Small wonders
I know they are moving; I am the one mowing the lawn
and over the years I developed a mental map of each rock’s location. Two of
them on the front lawn, one is half way to the street and one hiding in the middle
of the flower garden. There is one under the Weeping Willow that I planted four
years ago, three small ones barely seen in the tall grass next to the trailer
in the back yard and a big flat one, protrudes right across from my bedroom
window and the stubs of grass around his head have a reddish tint like a golden
crown.
The one in the midst of the flower bed is the one I
noticed first. Three years ago in an effort to add some color I cleared the
ground around it and planted a pink cone-flower. The cone-flower being a
perennial die back in the autumn and is unnoticed during the winter months but
as spring begins its green leaves pop out of the moist earth, and I realize
that the gap between the flower and the rock grew. This is my absolute proof
that just likes the continents, and the oceans the rocks in my yard move.
***
You! or should I call you white gray speckled
granite, and in short, Granite? You appear so set in your spot as if you were
always there and always will be. Half buried in the moist ground shaded by a
variety of flowers, life is good. No one (including me) disturbs your tranquil
existence. The truth is that we are
carefully walking around you thinking that you are asleep.
But you are not aren’t you? When no one is watching
you open your eyes and camouflaged by the stems of the lupines, and the tall
red Peonies you inch a little to the right, or maybe the left, or just backward
towards the road. My dear Granite, are you trying to run away? Are you lonely
and want to join other rocks and together bond and return to your prehistoric
roots under the thick layer of ground.
***
I am what they call a salt and pepper granite rock.
My appearance is not very distinguished, gray dotted with white.

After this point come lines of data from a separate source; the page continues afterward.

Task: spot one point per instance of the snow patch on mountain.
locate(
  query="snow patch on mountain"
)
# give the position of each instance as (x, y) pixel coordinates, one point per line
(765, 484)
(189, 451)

No one will
cast a second look my way. From my place in the front yard, half sunken into
the ground the tall stems of the flowers next to me shading me, I long for the
sun and the company of other rocks that look like me.
Once we were together, a mass of hot lava flowing
freely swallowing everything on our way. But then the cold air made us shiver
and solidify. We became brittle and broke into many smaller pieces.
Later the wind and the rain scraped me and smoothed
my face. It made me look round and soft on the outside, almost friendly.
But at night when everyone around me is asleep I can
feel the ground under me moves. With smooth rhythmic wave-like movements it
carries me ever so slowly towards my aspired goal. It moves like the ancient
ocean that gave me birth and like an ocean, the waves will carry me back home.